Sometimes, you might think that previous #accessibility wisdom has been superseded by new "facts". Maybe someone told you that #screenReaders don't work well with a particular design pattern, but you tested #ScreenReader X and it seemed to work fine. Perhaps you heard that an interactive HTML input doesn't persist with forced colours styling, but you tried a High Contrast mode in Microsoft Edge and it seemed to be there.
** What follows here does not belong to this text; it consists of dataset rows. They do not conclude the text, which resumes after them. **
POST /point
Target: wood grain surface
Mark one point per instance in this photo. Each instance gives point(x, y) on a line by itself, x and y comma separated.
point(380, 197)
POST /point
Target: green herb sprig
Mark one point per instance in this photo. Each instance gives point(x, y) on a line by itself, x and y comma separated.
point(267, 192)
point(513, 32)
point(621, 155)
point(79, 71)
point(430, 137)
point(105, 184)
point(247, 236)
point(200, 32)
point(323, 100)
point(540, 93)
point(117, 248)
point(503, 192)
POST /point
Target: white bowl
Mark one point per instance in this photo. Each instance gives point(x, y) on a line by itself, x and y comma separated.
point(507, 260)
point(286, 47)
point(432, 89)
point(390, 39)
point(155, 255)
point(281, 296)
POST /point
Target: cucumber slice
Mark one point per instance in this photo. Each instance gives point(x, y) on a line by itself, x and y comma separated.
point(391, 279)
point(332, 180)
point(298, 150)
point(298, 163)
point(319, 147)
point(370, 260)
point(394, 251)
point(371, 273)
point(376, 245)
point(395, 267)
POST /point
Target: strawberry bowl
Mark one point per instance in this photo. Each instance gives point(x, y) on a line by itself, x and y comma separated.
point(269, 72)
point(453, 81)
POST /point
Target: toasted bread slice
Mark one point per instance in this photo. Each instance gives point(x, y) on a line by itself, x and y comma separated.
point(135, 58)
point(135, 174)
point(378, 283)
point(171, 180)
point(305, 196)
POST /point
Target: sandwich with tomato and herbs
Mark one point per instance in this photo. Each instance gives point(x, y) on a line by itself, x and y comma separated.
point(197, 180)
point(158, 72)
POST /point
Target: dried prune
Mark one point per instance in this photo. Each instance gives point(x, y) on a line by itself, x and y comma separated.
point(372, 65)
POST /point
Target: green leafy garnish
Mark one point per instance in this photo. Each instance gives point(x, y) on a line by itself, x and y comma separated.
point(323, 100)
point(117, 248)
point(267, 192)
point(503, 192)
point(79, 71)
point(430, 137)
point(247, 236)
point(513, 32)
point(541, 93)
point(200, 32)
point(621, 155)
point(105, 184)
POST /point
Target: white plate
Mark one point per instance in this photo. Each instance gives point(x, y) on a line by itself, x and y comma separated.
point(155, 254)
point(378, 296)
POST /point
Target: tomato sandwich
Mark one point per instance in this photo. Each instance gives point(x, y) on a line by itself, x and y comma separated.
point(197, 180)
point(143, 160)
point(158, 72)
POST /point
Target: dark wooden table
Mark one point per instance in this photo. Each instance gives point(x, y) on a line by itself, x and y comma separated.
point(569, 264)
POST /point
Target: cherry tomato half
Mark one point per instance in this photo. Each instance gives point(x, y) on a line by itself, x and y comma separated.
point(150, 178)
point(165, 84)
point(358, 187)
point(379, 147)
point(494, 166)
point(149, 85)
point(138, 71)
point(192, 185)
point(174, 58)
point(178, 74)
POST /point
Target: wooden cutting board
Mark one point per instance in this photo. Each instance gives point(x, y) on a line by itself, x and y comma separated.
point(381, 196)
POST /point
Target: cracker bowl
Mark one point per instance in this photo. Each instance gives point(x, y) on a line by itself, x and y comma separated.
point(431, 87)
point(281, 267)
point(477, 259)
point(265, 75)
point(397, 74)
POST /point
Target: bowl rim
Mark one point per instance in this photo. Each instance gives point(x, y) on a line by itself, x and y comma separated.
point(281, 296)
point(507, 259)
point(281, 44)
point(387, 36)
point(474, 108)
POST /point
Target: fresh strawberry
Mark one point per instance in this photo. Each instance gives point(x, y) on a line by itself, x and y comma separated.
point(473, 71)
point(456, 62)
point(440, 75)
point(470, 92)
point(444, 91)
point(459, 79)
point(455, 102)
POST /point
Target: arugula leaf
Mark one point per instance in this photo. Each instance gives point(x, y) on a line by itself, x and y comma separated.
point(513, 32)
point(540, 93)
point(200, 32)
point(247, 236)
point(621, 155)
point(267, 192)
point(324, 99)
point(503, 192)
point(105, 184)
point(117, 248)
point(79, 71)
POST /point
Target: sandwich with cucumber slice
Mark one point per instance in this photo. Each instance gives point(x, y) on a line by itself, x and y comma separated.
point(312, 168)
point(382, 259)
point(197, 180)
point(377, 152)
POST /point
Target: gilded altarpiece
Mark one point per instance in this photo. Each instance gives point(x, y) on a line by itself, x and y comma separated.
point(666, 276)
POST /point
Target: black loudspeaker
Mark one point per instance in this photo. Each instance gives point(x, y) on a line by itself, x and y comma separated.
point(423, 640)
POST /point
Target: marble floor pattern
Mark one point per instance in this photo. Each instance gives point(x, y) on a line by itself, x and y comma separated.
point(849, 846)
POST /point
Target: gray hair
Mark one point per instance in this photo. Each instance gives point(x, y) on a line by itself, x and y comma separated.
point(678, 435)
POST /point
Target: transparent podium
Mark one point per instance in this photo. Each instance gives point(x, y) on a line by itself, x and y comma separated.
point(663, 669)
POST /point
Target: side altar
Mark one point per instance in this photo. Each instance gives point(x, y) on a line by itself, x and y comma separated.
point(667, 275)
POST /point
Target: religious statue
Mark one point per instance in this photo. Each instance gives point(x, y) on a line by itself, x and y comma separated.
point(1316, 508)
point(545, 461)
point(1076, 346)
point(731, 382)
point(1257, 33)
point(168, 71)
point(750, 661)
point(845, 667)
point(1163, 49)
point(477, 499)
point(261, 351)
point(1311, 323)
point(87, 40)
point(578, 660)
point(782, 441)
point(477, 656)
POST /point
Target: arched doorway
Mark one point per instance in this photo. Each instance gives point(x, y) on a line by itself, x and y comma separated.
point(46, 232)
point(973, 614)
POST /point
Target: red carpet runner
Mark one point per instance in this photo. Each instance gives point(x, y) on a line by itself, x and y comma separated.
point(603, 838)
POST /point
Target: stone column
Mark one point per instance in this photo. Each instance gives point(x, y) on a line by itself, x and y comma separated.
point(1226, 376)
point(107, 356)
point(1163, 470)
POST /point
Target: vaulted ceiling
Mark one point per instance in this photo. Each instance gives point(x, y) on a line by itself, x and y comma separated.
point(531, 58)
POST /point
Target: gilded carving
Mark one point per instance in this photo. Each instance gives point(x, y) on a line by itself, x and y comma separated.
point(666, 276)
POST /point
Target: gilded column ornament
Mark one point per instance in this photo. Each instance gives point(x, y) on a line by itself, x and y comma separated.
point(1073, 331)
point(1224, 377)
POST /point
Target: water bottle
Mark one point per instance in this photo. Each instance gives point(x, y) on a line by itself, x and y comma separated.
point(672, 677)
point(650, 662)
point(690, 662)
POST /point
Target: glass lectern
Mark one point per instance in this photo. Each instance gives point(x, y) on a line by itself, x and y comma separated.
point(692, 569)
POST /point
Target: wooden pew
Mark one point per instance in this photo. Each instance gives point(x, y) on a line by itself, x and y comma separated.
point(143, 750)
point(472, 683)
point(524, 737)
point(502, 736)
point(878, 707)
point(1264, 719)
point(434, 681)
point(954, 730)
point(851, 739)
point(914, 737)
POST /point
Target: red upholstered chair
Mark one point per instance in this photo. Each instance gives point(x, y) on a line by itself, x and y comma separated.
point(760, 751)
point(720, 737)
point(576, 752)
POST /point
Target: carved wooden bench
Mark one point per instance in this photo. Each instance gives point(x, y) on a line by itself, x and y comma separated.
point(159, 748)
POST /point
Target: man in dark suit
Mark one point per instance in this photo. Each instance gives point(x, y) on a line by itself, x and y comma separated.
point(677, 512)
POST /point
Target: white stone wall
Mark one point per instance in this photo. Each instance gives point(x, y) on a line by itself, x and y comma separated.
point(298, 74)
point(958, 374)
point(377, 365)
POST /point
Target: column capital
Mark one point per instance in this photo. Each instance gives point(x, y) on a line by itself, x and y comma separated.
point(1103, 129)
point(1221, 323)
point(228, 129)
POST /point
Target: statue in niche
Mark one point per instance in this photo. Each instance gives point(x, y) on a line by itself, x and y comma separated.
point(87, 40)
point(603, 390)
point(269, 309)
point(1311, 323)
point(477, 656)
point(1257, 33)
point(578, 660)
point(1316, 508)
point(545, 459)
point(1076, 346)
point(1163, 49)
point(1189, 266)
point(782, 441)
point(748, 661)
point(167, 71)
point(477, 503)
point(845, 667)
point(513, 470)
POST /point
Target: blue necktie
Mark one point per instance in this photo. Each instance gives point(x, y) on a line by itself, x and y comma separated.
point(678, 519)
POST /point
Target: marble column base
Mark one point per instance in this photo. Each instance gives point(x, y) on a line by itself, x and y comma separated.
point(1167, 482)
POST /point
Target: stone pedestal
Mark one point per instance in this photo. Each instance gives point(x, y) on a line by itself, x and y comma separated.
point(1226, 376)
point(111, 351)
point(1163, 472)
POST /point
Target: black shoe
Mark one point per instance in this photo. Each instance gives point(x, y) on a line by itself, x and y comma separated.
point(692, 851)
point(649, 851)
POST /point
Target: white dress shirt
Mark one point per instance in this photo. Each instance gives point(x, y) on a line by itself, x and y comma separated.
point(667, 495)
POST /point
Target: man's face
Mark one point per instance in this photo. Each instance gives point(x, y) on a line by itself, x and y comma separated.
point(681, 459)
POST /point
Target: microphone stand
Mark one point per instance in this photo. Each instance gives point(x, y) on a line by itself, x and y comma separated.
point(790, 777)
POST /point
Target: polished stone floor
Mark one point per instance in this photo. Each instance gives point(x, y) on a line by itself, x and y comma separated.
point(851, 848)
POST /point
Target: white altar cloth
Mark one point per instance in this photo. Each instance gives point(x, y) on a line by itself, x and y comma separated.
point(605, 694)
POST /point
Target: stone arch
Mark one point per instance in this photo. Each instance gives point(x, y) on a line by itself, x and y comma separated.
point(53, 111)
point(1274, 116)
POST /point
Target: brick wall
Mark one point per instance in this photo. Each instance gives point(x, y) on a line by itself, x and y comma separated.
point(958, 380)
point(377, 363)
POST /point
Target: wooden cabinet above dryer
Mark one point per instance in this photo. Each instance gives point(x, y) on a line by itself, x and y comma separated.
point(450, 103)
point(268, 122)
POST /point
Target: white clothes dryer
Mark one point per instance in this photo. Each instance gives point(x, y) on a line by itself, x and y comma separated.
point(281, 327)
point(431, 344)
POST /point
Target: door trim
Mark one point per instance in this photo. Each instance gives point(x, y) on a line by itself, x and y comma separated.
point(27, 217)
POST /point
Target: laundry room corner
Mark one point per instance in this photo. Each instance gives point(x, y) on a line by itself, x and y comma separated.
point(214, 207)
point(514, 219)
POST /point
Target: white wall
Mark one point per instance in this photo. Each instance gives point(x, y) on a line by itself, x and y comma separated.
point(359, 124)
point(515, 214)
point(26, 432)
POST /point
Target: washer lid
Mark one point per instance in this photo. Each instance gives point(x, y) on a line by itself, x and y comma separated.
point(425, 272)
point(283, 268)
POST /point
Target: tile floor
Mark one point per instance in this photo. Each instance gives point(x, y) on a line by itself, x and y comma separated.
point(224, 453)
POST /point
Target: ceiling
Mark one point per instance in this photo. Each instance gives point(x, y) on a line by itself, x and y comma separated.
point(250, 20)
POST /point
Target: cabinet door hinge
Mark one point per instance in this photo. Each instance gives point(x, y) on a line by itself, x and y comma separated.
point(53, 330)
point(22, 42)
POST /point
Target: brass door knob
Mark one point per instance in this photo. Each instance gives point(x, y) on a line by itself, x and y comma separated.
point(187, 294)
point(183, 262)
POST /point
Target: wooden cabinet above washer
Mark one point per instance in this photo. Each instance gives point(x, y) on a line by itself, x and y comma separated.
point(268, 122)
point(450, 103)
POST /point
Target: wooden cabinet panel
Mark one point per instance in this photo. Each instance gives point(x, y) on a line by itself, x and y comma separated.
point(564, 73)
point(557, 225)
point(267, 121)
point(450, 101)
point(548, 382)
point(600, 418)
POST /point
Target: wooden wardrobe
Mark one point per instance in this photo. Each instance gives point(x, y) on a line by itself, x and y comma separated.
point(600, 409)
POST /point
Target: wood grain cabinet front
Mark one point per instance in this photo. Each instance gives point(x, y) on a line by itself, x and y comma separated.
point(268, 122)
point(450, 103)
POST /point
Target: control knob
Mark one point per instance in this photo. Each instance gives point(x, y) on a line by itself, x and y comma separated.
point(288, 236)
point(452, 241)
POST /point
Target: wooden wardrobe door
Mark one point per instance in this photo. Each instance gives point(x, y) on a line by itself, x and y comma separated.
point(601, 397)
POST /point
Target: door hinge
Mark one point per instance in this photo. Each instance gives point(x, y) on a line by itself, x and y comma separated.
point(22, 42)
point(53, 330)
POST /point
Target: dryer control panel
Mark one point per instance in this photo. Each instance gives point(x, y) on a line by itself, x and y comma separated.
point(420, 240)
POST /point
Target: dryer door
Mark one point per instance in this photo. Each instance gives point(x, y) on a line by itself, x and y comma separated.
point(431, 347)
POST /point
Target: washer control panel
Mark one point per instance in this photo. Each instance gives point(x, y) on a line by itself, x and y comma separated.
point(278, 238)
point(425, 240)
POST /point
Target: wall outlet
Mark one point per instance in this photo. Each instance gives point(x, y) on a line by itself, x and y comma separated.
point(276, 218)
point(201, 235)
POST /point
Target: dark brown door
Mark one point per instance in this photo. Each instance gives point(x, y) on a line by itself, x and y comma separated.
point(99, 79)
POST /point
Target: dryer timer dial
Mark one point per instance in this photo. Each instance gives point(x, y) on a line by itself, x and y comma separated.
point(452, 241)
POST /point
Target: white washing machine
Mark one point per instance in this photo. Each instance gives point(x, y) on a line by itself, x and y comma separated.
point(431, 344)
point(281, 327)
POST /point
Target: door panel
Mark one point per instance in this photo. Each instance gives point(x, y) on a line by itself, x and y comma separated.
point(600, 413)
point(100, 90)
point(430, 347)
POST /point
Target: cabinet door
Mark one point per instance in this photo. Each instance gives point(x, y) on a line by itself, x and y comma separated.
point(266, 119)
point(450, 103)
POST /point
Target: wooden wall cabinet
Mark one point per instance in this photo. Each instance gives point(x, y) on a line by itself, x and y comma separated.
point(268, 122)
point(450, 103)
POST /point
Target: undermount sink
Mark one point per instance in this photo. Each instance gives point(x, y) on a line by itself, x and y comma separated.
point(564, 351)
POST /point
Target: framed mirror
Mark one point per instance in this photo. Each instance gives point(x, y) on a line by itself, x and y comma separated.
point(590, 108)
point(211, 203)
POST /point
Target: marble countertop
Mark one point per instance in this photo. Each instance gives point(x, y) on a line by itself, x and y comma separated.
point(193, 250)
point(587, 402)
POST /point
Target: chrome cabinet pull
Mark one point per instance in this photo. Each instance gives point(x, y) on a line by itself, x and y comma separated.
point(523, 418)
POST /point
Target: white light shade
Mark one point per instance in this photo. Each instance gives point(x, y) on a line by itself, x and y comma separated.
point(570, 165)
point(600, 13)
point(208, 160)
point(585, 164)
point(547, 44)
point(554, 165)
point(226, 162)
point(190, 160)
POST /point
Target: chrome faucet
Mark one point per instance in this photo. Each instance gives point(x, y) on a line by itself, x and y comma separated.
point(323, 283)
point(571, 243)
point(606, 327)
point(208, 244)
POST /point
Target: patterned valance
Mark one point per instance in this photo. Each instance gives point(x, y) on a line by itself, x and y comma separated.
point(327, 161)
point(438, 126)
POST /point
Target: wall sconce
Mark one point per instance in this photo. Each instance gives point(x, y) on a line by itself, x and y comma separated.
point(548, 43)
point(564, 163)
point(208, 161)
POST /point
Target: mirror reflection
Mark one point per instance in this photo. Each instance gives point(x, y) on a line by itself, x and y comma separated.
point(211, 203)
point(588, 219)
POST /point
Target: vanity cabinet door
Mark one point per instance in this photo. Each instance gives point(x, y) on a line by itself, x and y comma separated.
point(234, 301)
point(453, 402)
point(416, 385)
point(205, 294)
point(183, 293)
There are three considerations usually missing here:

1. How are you defining and evaluating the working state? Do you have a functional, accurate understanding of the #accessTechnology or accessibility feature you are asserting things about?
2. You tested one thing in relation to a statement about multiple things, e.g. a statement is made about screen readers, plural, and you only tested with #VoiceOver (it's always VoiceOver). Beyond posting on the web-a11y Slack, how do you propose testing more broadly, if you plan to at all?
3. Possibly the most critical at all: is this question worth its overheads? If answering it conclusively would require me to test ten screen readers with 45 speech engines, or seven browsers with 52 permutations of CSS properties, maybe following the advice is "cheaper" than determining whether the advice is still completely relevant.

Important disclaimer: this relates specifically to cases where following the advice would not actively make things worse for users.

TL;DR: when you know doing a thing won't make things bad, doing the thing is usually quicker than evaluating whether not doing the thing is also bad.